Long Reach to Clowes Lock, wall

4 locks today; 1 close by, then 3 kinda clumped together. Once you get into the first lock, they'll tell you you're going to do all the rest with these very boats. So not point in speeding.

Today we traveled ahead of Highwind. This section was a little twisty, a skinny, and a little narrow. Thus the 10 kph limits. Once we got to the first lock around 8:45 am we saw several other boats already waiting for lockage, which started at 9.

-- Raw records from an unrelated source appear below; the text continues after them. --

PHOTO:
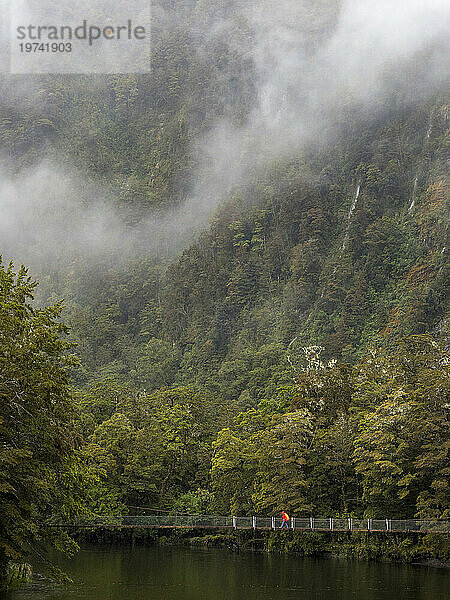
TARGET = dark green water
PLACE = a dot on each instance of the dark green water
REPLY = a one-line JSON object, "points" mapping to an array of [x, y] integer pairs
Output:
{"points": [[151, 573]]}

Due to sizes and priorities, inQuest locked with a couple of other boats before Highwind. Everyone in our group was fairly well behaved, which made getting the last 3 locks done pretty easy. We coordinated with Clowes Lock to stay. Due to timing we needed to help out and crew Highwind at the last lock.

In the locks with vacay boaters.
Lots of them this time of year.
Hannah and David locked with some ill-behaved fast boats that jammed at 20 knots between locks. Too bad they don't get fined for that. 

By the end, we were snug on the wall by 1 pm.

Every one of these locks has had wonderful park space around them, including mowed lawns, picnic tables, and walking/biking paths. During a tour we were told that the reason the Rideau existed was fear of Americans. Apparently, after the war of 1812 -- where America tried to overtake some key cities in Canada -- the Canadians were concerned the US would do something nefarious, like prevent the movement of goods or troops along the coasts of the Great Lakes and the St. Lawrence River. So they built the Rideau canal. It didn't take long for them to be obsolete (because we had zero interest since then in Canadian soil) and they solely exist as parks for the people, and a fun way to travel for rec boats. Like us.

We got held up for a immobile boat. 2 guys were walking
is up the channel wall. We stayed in the lock until they got to us.

If you zoom this pic you can see real lilies on the lily pads.